Money Markets Committee Extraordinary Meeting Minutes 18 March 2020
On 18 March 2020, the UK Money Markets Committee (MMC) held an extraordinary meeting via conference call to discuss conditions in sterling markets, operational readiness and contingency planning in light of developments resulting from the outbreak of Covid-19. The meeting was conducted in accordance with the MMC’s Terms of Reference and Competition Guidelines.
- Market Conditions
- Members noted that liquidity in the market remained poor. The banking sector was facing significant balance sheet constraints, in part as a consequence of corporates drawing down on, or expected to draw down on, revolving credit facilities (RCFs). This pressure reduced the banks’ ability to intermediate in markets. Gilt market liquidity was noted as having reduced, with the money markets Committee focusing particularly on the recent widening in swap spreads. And members noted strains in the FX basis.
- A number of members voiced concerns around the lack of a secondary market for money market instruments, such as Commercial Paper (CP) and Certificates of Deposit (CDs). Again, this was in part linked to banks’ ability or willingness to intermediate.
- Members discussed ways in which balance sheet pressures might be eased.
- Recent Central Bank Announcements
- Members welcomed recent action taken by the Bank of England and other central banks, in particular the changes to USD auction facilities (including the introduction of an 84-day maturity operation) and the release by the FPC of counter-cyclical buffers.

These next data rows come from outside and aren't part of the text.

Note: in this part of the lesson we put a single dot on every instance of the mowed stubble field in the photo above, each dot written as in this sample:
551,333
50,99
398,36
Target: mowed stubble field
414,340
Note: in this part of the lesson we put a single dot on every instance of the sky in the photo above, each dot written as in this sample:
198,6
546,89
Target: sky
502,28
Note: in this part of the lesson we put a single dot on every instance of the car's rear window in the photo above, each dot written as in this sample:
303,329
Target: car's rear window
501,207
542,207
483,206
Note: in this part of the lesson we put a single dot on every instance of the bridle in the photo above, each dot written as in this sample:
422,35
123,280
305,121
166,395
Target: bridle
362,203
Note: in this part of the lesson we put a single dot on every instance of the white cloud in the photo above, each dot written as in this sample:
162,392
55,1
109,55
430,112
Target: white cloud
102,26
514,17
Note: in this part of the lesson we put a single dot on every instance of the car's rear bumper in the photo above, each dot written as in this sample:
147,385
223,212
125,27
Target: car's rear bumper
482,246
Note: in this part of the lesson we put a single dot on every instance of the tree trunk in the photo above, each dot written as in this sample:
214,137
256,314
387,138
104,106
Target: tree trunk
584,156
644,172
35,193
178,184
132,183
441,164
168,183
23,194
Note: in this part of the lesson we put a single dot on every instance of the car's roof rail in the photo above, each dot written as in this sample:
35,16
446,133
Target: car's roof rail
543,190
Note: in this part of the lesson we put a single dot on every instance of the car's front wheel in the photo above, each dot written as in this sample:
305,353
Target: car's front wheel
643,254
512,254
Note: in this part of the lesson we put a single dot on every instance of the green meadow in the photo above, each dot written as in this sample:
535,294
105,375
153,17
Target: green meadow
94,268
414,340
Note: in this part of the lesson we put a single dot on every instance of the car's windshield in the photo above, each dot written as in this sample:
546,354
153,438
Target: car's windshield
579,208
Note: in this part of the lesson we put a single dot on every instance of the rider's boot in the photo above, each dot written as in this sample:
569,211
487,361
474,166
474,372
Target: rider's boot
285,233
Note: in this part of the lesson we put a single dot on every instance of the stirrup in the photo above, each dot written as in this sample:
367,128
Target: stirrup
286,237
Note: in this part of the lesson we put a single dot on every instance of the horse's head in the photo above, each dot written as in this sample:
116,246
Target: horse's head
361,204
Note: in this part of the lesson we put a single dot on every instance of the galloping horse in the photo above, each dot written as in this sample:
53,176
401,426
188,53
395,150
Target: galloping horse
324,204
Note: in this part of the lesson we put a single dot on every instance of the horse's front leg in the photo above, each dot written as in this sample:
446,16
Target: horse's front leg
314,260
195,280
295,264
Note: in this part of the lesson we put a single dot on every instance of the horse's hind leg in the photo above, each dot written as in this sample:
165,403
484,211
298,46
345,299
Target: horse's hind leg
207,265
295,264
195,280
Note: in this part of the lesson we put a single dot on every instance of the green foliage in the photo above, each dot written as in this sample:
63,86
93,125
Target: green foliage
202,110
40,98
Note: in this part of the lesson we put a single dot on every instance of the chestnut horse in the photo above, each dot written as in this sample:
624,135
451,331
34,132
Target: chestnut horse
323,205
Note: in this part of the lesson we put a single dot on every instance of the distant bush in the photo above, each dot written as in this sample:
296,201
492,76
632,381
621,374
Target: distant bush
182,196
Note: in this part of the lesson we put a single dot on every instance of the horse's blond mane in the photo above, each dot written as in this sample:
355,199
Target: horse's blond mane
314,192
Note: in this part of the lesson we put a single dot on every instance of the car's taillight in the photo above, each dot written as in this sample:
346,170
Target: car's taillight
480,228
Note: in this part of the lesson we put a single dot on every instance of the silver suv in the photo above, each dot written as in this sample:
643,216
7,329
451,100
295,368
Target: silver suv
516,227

- Members welcomed the HM Treasury / Bank of England Covid-19 Corporate Finance Facility (CCFF) scheme. Some noted that the scheme did not include financial sector CP – which formed a significant share of Money Market Fund portfolios – and asked where there was any plan to extend it to do so. Bank attendees confirmed that the policy goal of the facility was to support the liquidity of non-financial companies.
- Members recognised the introduction of the Term Funding Scheme with incentives for SME lending (TFSME), and asked in light of developments whether its formal launch date could be brought forward.
Members noted that, in view of the intensity of the crisis, there would be merits in providing clear, detailed information for the Bank and HMG schemes via the same website so that financial firms and other businesses could gain a more comprehensive understanding of what might be available to them.